HOUSTON: Oil prices fell on Wednesday after the US government revised significantly lower the number of jobs added in the year to March, pressuring investor sentiment.
Brent crude futures were down $1.04, or 1.35%, at $76.16 a barrel by 1:00 p.m. EDT, while US West Texas Intermediate crude futures were down $1.15 or 1.15% at $72.02.
US employers added far fewer jobs than originally reported in the year through March, the Labor Department said on Wednesday. “The market is now going from pricing in a stronger economy to a potential hard landing, which is why oil prices are reluctant to move higher,” said Phil Flynn, analyst with Price Futures Group.
The department’s estimate for total payroll employment for the period from April 2023 to March 2024 was lowered by 818,000. “The sting in the scorpion’s tail that hurts worse than anything is that this data helped create a crisis of confidence,” said Tim Snyder, chief economist at Matador Economics. The revised job data offset support from a drop in US oil inventories.
US crude stocks, gasoline and distillate inventories fell in the week ending Aug. 16, the Energy Information Administration (EIA) said on Wednesday.
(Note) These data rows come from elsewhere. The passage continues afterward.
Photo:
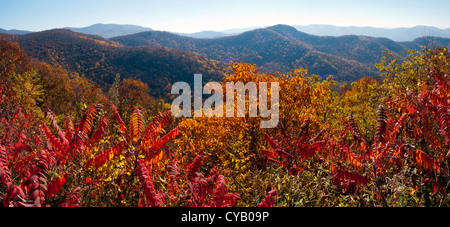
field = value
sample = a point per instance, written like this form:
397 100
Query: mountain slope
100 59
396 34
110 30
282 48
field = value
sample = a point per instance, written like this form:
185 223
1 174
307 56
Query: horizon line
233 28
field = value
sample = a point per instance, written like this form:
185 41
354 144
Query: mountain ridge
100 59
283 47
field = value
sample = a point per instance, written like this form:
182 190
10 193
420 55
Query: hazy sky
199 15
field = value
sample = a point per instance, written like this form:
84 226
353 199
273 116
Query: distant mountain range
160 58
100 59
282 48
110 30
396 34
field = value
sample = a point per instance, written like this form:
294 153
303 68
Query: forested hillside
100 59
281 48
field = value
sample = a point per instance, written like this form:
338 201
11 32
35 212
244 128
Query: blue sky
199 15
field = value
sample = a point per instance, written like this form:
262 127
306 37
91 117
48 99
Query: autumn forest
86 121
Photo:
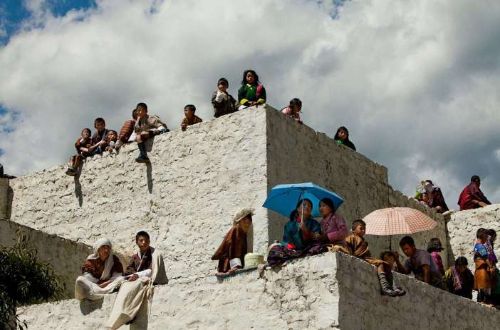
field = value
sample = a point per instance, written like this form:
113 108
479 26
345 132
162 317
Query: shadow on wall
149 171
78 188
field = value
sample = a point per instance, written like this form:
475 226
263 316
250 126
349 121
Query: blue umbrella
283 198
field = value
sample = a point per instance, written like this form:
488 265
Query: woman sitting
300 238
102 273
301 229
232 250
251 92
333 226
459 279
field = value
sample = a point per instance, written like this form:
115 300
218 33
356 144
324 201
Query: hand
104 284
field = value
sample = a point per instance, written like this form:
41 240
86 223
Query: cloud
416 82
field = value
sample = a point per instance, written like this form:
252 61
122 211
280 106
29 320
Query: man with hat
232 250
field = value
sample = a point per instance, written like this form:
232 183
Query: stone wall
185 199
423 307
63 255
4 198
462 227
329 291
297 153
196 181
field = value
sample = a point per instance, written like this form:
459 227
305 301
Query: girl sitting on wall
232 250
102 273
342 137
251 92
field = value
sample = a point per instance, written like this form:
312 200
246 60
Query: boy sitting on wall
146 127
126 131
82 146
420 263
98 144
356 245
190 118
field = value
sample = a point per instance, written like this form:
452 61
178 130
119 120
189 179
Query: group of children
471 196
141 128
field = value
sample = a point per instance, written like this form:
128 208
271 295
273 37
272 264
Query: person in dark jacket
342 137
251 92
222 101
472 197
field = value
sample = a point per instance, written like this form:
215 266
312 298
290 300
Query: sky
416 82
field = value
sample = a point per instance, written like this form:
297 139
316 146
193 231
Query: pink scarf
457 284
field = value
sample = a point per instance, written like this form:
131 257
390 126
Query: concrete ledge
320 292
65 256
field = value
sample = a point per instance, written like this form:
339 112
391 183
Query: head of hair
296 102
356 223
99 120
142 233
343 128
434 245
223 81
461 261
481 232
329 202
304 200
387 253
142 105
475 178
244 81
407 240
492 233
190 107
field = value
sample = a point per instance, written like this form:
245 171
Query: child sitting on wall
420 263
82 146
434 248
222 101
189 117
232 250
99 137
293 110
146 127
485 261
251 92
356 245
127 131
111 140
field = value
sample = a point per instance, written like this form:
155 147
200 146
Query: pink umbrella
397 221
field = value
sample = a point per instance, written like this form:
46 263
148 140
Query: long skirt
132 298
482 277
86 289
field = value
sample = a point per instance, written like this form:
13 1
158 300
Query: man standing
146 127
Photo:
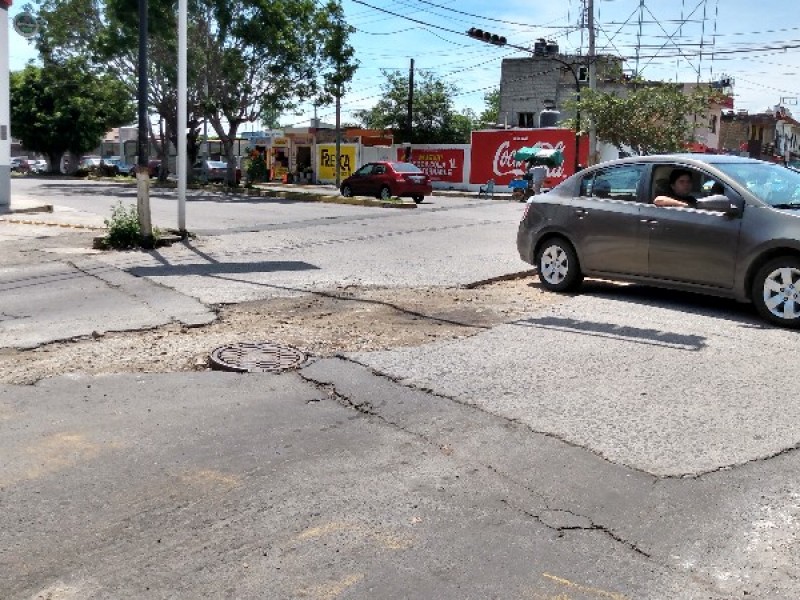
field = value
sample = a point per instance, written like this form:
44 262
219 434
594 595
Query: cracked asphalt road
444 443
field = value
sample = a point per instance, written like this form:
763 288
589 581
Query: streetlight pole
577 109
498 40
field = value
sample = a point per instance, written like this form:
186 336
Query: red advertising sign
493 153
438 164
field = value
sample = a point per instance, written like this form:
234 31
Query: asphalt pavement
622 444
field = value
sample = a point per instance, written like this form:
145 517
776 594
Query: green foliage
248 59
434 121
651 120
123 228
65 107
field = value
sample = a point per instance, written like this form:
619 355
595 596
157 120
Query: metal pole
338 136
5 113
142 170
577 109
410 108
182 116
592 83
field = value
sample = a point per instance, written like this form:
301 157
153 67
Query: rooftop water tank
549 118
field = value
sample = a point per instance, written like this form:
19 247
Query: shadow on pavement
217 268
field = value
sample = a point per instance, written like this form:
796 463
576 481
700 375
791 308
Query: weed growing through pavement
123 228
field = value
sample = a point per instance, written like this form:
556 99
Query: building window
525 120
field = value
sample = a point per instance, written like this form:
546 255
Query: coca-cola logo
504 163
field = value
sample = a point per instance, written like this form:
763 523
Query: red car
386 179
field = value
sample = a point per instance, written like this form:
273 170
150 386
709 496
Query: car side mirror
721 203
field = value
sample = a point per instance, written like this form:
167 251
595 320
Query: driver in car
680 184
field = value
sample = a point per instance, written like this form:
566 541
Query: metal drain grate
251 357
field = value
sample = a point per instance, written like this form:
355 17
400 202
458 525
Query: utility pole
142 169
592 83
410 110
338 135
5 112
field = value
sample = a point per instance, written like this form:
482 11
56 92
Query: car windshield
406 168
771 183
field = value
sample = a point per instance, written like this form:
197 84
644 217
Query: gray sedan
738 236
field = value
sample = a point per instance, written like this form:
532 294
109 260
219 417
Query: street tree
434 120
649 120
65 107
247 58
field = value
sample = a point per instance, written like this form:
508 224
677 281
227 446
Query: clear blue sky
757 43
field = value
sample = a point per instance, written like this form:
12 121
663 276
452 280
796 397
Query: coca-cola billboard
493 153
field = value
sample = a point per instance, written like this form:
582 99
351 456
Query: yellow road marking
576 586
329 591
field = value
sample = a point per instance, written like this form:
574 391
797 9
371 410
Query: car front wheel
776 291
558 266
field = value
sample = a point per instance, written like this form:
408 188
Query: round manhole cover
250 357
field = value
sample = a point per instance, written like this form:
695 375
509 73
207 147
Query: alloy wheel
781 293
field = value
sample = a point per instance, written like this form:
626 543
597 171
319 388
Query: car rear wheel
558 266
776 291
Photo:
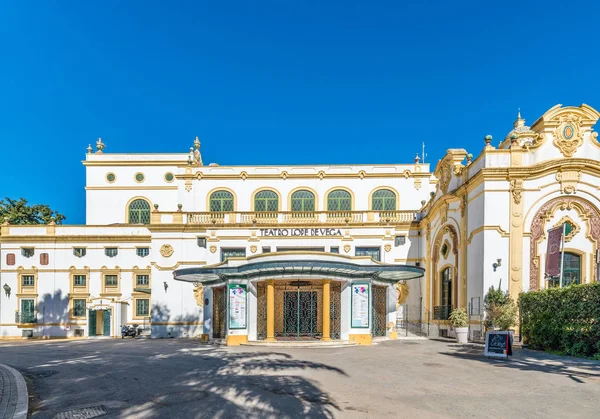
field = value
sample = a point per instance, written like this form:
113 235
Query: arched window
339 200
139 212
221 201
446 291
384 200
303 201
266 201
571 269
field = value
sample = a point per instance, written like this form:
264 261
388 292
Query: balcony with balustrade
292 218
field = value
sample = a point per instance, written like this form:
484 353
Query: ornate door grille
335 308
219 313
379 311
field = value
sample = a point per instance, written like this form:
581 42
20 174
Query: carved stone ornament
166 250
516 188
199 294
568 181
568 135
402 288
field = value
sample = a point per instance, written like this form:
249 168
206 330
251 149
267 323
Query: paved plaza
187 379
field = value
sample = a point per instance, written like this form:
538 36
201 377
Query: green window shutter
221 201
384 200
139 212
303 201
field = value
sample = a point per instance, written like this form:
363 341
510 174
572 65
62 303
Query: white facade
466 216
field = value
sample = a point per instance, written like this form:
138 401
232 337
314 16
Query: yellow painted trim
165 177
221 188
361 339
253 197
340 188
390 188
236 340
110 173
478 230
131 188
303 188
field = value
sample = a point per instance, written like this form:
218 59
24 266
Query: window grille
303 201
384 200
339 200
139 212
221 201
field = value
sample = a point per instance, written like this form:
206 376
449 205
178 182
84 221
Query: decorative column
326 310
270 312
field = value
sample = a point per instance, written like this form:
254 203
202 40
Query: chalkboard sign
498 344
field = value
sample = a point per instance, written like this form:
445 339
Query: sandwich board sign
498 344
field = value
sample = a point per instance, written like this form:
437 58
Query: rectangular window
142 307
111 280
232 253
28 280
142 251
374 252
27 252
79 252
111 252
79 307
142 280
79 280
28 311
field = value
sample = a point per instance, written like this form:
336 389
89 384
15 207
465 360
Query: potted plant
460 322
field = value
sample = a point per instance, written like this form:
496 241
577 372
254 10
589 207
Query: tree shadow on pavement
192 382
525 360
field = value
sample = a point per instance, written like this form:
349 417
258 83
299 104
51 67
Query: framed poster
498 344
361 304
237 306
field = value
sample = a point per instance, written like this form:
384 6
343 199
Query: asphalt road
186 379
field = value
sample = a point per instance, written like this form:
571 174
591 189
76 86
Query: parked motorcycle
129 330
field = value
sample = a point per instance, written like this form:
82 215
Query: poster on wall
237 306
360 305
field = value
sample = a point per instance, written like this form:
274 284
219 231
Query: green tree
18 211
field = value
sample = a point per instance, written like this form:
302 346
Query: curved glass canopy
300 268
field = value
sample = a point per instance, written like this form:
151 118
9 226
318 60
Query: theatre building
328 252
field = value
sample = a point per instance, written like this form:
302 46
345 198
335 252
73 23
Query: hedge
566 320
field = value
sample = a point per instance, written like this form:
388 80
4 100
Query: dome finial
520 121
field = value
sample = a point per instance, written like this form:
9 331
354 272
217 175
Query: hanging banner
361 302
237 306
553 252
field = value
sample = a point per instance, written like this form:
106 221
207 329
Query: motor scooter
129 330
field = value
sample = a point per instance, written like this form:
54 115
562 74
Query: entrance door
219 313
91 323
300 314
379 311
106 325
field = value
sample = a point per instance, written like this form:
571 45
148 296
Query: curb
22 404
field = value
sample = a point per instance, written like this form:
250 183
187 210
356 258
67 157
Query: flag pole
562 254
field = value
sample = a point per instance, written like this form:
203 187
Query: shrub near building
563 319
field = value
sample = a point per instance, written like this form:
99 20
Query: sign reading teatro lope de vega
308 232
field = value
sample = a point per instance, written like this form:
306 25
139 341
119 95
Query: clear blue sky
276 82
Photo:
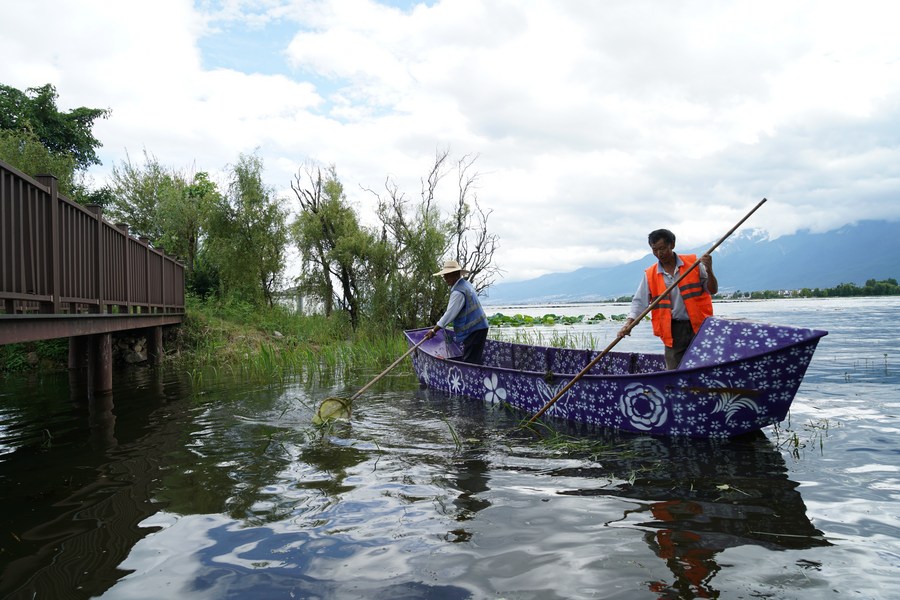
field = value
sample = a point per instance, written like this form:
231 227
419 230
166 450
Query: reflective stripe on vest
697 302
472 316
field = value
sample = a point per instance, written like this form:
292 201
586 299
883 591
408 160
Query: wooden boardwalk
66 272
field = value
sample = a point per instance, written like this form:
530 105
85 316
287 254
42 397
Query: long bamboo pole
638 319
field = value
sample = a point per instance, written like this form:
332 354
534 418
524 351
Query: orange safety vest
697 301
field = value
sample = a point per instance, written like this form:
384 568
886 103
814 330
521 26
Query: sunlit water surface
228 491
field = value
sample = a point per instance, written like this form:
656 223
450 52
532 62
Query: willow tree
248 234
39 139
420 235
171 208
334 247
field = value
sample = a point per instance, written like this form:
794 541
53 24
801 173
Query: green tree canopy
248 234
62 133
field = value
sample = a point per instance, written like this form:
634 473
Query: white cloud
594 122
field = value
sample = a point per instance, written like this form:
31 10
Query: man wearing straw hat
464 310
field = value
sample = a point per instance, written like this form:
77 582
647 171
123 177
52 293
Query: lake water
164 490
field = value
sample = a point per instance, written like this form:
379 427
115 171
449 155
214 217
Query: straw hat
451 266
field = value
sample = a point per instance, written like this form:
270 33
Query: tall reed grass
273 344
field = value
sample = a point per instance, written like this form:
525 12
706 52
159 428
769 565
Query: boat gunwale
815 336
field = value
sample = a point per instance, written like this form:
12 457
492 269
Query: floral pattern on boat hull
740 377
644 406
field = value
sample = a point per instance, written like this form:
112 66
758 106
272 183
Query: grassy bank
238 337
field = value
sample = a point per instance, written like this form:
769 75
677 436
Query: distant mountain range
747 262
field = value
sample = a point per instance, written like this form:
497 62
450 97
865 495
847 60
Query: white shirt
641 300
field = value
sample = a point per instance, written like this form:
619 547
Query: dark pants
682 334
473 347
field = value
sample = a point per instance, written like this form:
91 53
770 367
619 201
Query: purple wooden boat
737 376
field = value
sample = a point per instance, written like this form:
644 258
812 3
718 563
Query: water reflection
695 498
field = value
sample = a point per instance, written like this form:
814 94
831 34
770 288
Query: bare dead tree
471 242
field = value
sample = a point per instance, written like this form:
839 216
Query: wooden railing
60 258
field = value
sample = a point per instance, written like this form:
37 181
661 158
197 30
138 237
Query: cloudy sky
593 121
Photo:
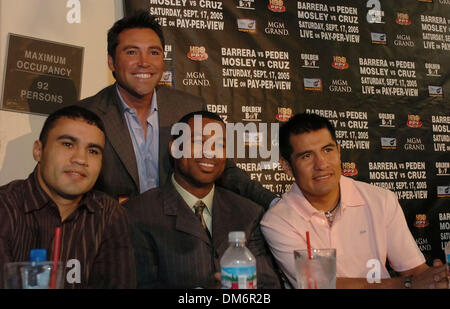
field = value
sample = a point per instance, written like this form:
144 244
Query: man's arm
114 265
423 277
238 181
5 230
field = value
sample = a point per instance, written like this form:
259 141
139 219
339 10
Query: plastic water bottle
238 265
36 276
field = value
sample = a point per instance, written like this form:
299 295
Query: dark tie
199 207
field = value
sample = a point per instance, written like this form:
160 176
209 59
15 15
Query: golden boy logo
403 19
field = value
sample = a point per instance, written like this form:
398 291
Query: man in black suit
177 243
138 116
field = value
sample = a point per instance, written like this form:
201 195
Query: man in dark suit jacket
135 56
172 241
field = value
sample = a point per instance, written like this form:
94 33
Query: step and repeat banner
379 70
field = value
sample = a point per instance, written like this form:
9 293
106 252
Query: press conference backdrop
379 70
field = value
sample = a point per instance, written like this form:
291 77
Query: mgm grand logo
403 19
349 169
277 6
421 221
339 63
284 114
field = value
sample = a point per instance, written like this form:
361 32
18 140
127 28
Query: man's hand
434 277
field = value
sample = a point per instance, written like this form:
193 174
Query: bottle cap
236 236
38 255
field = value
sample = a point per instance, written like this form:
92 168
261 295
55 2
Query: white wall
46 19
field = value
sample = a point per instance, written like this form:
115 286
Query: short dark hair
71 112
140 19
302 123
204 114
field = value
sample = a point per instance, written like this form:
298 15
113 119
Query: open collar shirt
146 148
369 228
95 240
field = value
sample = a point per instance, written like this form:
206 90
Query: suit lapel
118 134
220 221
166 119
185 220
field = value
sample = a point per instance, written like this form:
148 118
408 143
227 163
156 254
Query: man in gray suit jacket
138 116
178 245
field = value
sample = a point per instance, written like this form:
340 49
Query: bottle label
239 277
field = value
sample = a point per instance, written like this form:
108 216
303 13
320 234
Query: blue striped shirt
146 149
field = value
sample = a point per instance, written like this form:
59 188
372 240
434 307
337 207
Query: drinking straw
308 244
55 256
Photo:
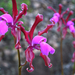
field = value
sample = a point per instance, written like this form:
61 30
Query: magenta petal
70 23
37 39
46 60
29 58
73 59
45 48
3 28
14 9
29 54
1 37
52 50
71 27
54 19
31 68
7 18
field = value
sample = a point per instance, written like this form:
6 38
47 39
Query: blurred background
8 54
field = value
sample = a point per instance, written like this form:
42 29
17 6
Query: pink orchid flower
73 58
38 42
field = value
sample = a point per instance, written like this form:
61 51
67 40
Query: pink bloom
55 18
73 44
73 58
70 24
44 47
39 43
5 19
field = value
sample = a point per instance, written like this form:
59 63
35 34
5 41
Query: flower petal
45 48
3 28
69 23
37 39
71 27
7 18
29 58
31 68
52 50
46 60
73 59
Crude inventories fell by 4.6 million barrels to 426 million barrels in the week, the EIA said, compared with analysts’ expectations in a Reuters poll for a 2.7 million-barrel draw. Meanwhile, investors’ worries persisted over the prospect of economic weakness in China weighing on the country’s crude demand. China’s economic struggles have contributed to weak processing margins and low fuel demand that has curbed operations at state-run and independent refineries.